I'm a voracious reader. Although unedited from the archaic english Melville wrote in, it took me about 5 nights to read the book. About 1/3 slower than normal. I try to drag it out, enjoy it, you know?
Anyhow, among my favorite passages is Ahab's moment to harpoon the whale after chasing it across time and much of the globe. There are so few passages in books that truly capture the emotional weight of a true emotional climax for a man who has utterly and entirely committed himself to an action. You know that moment you think of, maybe one you've never truly even had to be in, where you utterly throw yourself at a goal that has become an obsession, where costs, consequences and calculations become meaningless in the name of a shot at catharsis? To me, surviving a moment like that is the very epitome of what it is to be a man- and the genius of Melville shows when he narrates this moment where a simple case of revenge has devolved into a one-way journey into hell.

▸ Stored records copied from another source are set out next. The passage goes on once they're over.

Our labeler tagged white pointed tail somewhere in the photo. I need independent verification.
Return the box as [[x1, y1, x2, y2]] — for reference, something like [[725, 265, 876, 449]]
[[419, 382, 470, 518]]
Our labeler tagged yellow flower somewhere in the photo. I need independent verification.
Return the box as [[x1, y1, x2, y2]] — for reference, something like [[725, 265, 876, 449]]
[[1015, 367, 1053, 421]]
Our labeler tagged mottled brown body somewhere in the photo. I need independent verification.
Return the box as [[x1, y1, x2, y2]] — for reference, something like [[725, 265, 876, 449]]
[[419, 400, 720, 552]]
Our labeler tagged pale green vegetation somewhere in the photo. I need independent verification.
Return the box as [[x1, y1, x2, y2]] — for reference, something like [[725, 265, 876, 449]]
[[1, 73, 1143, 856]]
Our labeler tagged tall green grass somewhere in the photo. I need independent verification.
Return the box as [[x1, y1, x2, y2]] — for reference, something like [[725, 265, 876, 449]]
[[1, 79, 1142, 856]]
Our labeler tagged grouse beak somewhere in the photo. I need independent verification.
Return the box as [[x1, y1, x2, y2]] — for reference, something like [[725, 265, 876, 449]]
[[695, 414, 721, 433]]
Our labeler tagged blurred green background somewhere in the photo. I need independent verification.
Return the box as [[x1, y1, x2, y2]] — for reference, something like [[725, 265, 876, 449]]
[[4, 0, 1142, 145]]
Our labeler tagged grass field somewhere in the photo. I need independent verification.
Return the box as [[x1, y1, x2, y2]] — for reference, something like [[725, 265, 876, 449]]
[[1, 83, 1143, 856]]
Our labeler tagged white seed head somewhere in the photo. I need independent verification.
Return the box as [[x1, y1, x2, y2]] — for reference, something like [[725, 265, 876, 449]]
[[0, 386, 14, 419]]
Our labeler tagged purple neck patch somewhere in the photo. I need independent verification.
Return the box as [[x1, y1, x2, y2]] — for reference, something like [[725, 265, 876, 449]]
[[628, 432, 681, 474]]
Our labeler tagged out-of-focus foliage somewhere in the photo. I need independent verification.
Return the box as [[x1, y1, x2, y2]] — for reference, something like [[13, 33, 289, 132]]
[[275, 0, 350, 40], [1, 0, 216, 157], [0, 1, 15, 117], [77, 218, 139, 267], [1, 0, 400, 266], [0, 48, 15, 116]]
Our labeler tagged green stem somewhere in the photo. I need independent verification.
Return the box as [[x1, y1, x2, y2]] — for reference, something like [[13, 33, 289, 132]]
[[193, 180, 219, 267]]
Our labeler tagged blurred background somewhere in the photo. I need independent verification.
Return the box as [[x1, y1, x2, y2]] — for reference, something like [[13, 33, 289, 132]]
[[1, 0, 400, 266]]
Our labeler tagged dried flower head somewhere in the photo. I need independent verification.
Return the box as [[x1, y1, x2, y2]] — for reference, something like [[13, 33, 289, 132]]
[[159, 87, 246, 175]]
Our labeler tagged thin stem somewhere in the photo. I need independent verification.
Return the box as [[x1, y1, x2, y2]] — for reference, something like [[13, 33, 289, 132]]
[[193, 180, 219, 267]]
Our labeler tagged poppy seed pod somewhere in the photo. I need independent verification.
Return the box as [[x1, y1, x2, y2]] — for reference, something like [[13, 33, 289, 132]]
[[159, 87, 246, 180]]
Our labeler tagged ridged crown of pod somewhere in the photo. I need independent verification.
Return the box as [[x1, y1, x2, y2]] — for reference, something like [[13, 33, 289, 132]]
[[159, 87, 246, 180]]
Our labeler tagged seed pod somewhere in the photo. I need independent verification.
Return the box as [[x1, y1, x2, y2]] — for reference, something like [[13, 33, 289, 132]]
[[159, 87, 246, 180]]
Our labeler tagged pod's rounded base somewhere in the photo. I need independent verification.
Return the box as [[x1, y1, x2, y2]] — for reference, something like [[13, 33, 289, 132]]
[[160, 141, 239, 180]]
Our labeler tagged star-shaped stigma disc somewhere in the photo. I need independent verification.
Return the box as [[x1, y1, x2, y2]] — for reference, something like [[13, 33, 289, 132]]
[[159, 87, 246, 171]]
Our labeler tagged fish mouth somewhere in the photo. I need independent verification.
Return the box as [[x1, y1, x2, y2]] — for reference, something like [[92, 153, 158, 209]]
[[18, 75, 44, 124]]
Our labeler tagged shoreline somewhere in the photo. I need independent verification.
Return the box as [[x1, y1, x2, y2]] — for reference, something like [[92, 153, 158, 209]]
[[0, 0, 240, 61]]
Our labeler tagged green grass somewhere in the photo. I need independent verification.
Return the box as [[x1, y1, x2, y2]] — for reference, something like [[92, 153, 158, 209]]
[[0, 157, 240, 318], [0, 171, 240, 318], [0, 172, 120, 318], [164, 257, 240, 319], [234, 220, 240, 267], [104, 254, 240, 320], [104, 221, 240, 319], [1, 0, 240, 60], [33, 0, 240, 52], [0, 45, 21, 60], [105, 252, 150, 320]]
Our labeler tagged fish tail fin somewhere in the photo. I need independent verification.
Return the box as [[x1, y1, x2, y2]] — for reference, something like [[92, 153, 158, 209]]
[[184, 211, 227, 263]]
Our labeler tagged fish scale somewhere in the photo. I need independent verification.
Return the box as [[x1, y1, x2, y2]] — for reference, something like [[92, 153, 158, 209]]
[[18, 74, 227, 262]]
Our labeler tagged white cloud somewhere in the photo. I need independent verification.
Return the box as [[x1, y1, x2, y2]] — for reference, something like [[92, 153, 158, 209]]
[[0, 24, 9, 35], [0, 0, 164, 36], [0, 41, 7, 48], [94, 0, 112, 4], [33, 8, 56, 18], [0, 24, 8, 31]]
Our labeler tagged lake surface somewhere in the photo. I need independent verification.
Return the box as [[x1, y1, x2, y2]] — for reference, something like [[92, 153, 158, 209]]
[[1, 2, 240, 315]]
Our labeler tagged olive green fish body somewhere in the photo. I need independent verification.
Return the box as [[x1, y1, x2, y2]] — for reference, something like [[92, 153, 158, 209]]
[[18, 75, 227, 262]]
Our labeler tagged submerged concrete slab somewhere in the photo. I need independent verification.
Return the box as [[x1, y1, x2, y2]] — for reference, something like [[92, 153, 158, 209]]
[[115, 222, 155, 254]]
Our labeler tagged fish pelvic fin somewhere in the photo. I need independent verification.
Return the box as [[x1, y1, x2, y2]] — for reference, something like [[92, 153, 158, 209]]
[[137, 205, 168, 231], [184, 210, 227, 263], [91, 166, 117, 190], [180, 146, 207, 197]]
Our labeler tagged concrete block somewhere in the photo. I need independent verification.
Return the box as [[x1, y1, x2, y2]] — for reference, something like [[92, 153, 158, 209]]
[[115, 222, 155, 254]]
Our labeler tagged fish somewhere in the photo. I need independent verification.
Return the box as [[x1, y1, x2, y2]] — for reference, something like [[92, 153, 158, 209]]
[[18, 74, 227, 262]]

All that most maddens and torments; all that stirs up the lees of things; all truth with malice in it; all that cracks the sinews and cakes the brain; all the subtle demonisms of life and thought; all evil, to crazy Ahab, were visibly personified, and made practically assailable in Moby-Dick. He piled upon the whale’s white hump the sum of all the general rage and hate felt by his whole race from Adam down; and then, as if his chest had been a mortar, he burst his hot heart’s shell upon it.
Goddam right he did.
1 comment:
This post is an example of why this blog is so much fun to read. One day we can be looking at pictures of half-naked Brazilian beauties, the next considering the worlds great literature.